Directed by James Toback
Release date: April 24, 2009 (Limited)
“Ladies and Gentlemen, Mike Tyson, at the age of twenty, is the youngest Heavy Weight champion who can reign for a long, long time.”
How grand it must be to be recognized by millions of people on a national level. But the highest of highs and the lowest of lows that life hurls at us so unexpectedly can also double as a great mystery. It is almost like Mike Tyson‘s philosophy on money: “I either have a ton of money or no money,” he winces into the camera with painful eyes. “I’m not an in-betweener. I’m a kind of extremist.” He is also an extremist in being prone to severe incongruity; his need to be associated with pain and remorse, and his struggling desire to part from it, makes Tyson, a man who experienced the highest of highs, a fascinating subject matter.
Tyson, a new documentary by director James Toback (who is a close friend of Tyson), is not exclusively an esoteric view of the chaotic life of the loose-cannon boxer. Toback, along with Tyson’s eagerness to be open, creates a sensitive documentary that can also work as a chart for depicting the highs and lows a professional career can present.
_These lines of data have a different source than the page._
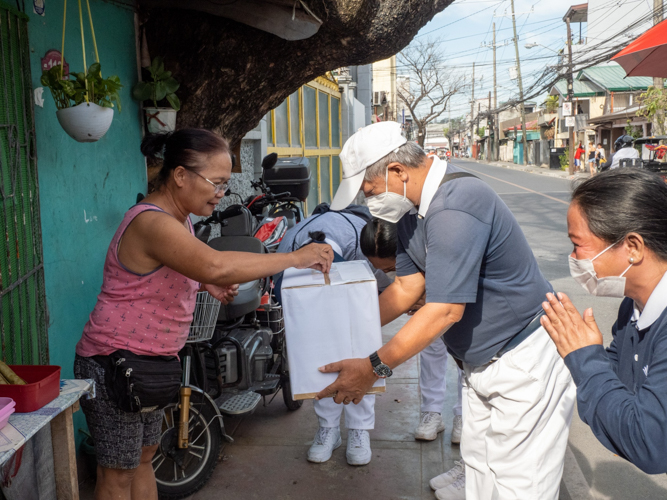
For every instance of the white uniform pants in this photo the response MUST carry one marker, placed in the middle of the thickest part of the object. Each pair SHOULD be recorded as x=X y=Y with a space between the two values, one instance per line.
x=432 y=377
x=516 y=420
x=361 y=416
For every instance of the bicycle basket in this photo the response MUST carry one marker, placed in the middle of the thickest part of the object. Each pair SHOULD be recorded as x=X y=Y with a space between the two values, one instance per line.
x=204 y=318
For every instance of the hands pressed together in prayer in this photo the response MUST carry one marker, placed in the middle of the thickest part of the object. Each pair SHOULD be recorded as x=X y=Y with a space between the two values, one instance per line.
x=356 y=373
x=566 y=327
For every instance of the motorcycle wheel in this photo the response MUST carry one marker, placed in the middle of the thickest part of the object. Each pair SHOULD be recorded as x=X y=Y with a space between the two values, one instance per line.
x=287 y=394
x=180 y=473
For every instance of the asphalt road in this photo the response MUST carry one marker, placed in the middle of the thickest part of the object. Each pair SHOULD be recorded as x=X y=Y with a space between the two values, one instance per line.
x=540 y=205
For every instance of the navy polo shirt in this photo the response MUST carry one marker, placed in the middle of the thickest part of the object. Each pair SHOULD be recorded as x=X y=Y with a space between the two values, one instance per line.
x=472 y=250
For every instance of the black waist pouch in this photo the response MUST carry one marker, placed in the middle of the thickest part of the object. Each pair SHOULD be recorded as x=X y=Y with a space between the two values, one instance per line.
x=141 y=383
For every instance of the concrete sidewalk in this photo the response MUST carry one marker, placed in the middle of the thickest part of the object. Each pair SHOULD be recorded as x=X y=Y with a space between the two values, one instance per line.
x=268 y=457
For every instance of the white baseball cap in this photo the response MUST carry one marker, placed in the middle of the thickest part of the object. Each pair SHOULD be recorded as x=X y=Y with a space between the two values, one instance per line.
x=363 y=149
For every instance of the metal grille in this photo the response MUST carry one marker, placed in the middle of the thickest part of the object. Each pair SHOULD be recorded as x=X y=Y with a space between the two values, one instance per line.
x=23 y=334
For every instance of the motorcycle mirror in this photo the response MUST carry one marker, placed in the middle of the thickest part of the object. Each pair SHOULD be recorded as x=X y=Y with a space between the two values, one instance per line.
x=202 y=232
x=269 y=161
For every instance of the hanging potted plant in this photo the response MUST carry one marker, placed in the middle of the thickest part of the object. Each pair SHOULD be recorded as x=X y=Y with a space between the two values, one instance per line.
x=85 y=101
x=161 y=86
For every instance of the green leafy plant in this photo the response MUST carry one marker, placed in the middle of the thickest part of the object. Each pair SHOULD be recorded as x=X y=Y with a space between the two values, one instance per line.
x=162 y=86
x=551 y=104
x=653 y=104
x=633 y=131
x=74 y=89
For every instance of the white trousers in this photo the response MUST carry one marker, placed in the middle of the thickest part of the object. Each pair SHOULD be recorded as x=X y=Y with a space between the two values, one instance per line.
x=361 y=416
x=432 y=377
x=516 y=421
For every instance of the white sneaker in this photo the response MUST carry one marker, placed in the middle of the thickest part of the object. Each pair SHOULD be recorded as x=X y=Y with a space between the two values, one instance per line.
x=449 y=477
x=455 y=490
x=358 y=447
x=429 y=426
x=457 y=427
x=326 y=441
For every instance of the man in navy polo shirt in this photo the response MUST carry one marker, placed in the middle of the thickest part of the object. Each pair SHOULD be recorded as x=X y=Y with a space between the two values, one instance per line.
x=460 y=244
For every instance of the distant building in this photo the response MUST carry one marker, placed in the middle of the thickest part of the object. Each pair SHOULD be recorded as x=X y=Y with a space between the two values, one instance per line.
x=435 y=137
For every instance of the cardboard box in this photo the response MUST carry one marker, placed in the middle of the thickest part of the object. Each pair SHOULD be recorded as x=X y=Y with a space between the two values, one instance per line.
x=329 y=318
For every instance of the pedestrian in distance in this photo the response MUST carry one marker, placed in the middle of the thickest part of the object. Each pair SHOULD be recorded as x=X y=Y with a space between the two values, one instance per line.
x=483 y=295
x=578 y=155
x=617 y=222
x=153 y=270
x=599 y=157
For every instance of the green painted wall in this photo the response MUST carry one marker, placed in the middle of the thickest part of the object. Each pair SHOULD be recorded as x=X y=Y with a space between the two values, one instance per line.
x=84 y=188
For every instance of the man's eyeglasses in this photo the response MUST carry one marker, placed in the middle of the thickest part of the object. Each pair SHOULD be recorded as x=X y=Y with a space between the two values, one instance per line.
x=217 y=187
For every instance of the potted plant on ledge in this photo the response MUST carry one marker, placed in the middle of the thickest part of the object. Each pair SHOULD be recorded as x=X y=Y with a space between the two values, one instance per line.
x=85 y=101
x=161 y=86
At one moment the man is fully rich and renowned around the world and before you can even detect a fierce right hand coming at you he is down on his luck, a shrinking and coiled up man who was once an erected iconic image. The power of this documentary is that anybody who has found themselves in a deep and lonely hole can relate to the fight that’s needed to break out and escape from it.